Search code examples
pythonshellfreezefasta

Python shell freezes on reading (fasta) file


I am going to start of by showing the code I have thus far:

def err(em):
    print(em)
    exit

def rF(f):
    s = ""
    try:
        fh = open(f, 'r')
    except IOError:
        e = "Could not open the file: " + f
        err(e)

    try:
        with fh as ff:
            next(ff)
            for l in ff:
                if ">" in l:
                    next(ff)
                else:
                    s += l.replace('\n','').replace('\t','').replace('\r','')
    except:
        e = "Unknown Exception"
        err(e)
    fh.close()
    return s

For some reason the python shell (I am using 3.2.2) freezes up whenever I tried to read a file by typing:

rF("mycobacterium_bovis.fasta")

The conditionals in the rF function are to prevent reading each line that starts with a ">" token. These lines aren't DNA/RNA code (which is what I am trying to read from these files) and should be ignored.

I hope anyone can help me out with this, I don't see my error.

As per the usual, MANY thanks in advance!

EDIT: *The problem persists!* This is the code I now use, I removed the error handling which was a fancy addition anyway, still the shell freezes whenever attempting to read a file. This is my code now:

def rF(f):
    s = ""
      try:
          fh = open(f, 'r')
    except IOError:
        print("Err")

    try:
        with fh as ff:
            next(ff)
            for l in ff:
                if ">" in l:
                    next(ff)
                else:
                    s += l.replace('\n','').replace('\t','').replace('\r','')
    except:
        print("Err")

    fh.close()
    return s

Solution

  • You didn't ever define e.
    So you'll get a NameError that is being hidden by the naked except:.

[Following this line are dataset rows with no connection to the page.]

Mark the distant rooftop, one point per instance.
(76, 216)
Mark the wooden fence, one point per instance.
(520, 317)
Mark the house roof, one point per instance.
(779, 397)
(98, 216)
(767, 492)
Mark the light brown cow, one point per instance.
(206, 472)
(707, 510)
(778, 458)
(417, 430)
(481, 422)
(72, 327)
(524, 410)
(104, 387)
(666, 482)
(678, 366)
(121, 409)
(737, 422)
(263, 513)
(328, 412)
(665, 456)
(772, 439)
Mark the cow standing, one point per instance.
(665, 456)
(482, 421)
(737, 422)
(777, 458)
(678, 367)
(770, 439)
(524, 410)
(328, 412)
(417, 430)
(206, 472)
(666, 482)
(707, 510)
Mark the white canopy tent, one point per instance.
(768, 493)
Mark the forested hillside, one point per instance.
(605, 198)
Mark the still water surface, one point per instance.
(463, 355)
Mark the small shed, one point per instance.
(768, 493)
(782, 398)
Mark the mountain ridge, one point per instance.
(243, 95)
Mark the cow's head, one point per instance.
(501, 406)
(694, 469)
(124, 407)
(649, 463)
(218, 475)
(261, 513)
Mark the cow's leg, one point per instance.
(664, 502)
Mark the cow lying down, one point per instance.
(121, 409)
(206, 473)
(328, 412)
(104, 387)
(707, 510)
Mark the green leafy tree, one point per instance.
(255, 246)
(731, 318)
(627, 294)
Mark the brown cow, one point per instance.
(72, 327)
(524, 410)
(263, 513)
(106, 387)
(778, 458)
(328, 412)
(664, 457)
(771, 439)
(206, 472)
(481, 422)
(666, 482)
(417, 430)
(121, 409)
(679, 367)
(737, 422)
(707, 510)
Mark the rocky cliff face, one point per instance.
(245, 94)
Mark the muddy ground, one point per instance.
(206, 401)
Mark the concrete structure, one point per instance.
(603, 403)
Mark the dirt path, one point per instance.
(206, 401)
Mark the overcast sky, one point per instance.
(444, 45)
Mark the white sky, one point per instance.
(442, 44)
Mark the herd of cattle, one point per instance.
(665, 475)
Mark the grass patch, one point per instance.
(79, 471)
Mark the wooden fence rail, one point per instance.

    This is why it is good and healthy to specify the exception, e.g.:

    try: 
        print(e)
    except NameError as e: 
        print(e)
    

    In cases like yours, though, when you don't necessarily know what the exception will be you should at least use this method of displaying information about the error:

    import sys
    try:
        print(e)
    except: # catch *all* exceptions
        e = sys.exc_info()[1]
        print(e)
    

    Which, using the original code you posted, would have printed the following:

    name 'e' is not defined
    

    Edit based on updated information:
    Concatenating a string like that is going to be quite slow if you have a large file.
    Consider instead writing the filtered information to another file, e.g.:

    def rF(f):
      with open(f,'r') as fin, open('outfile','w') as fou:
        next(fin)
        for l in fin:
          if ">" in l:
            next(fin)
          else:
            fou.write(l.replace('\n','').replace('\t','').replace('\r',''))
    

    I have tested that the above code works on a FASTA file based on the format specification listed here: http://en.wikipedia.org/wiki/FASTA_format using Python 3.2.2 [GCC 4.6.1] on linux2.

    A couple of recommendations:

    • Start small. Get a simple piece working then add a step.
    • Add print() statements at trouble spots.

    Also, consider including more information about the contents of the file you're attempting to parse. That may make it easier for us to help.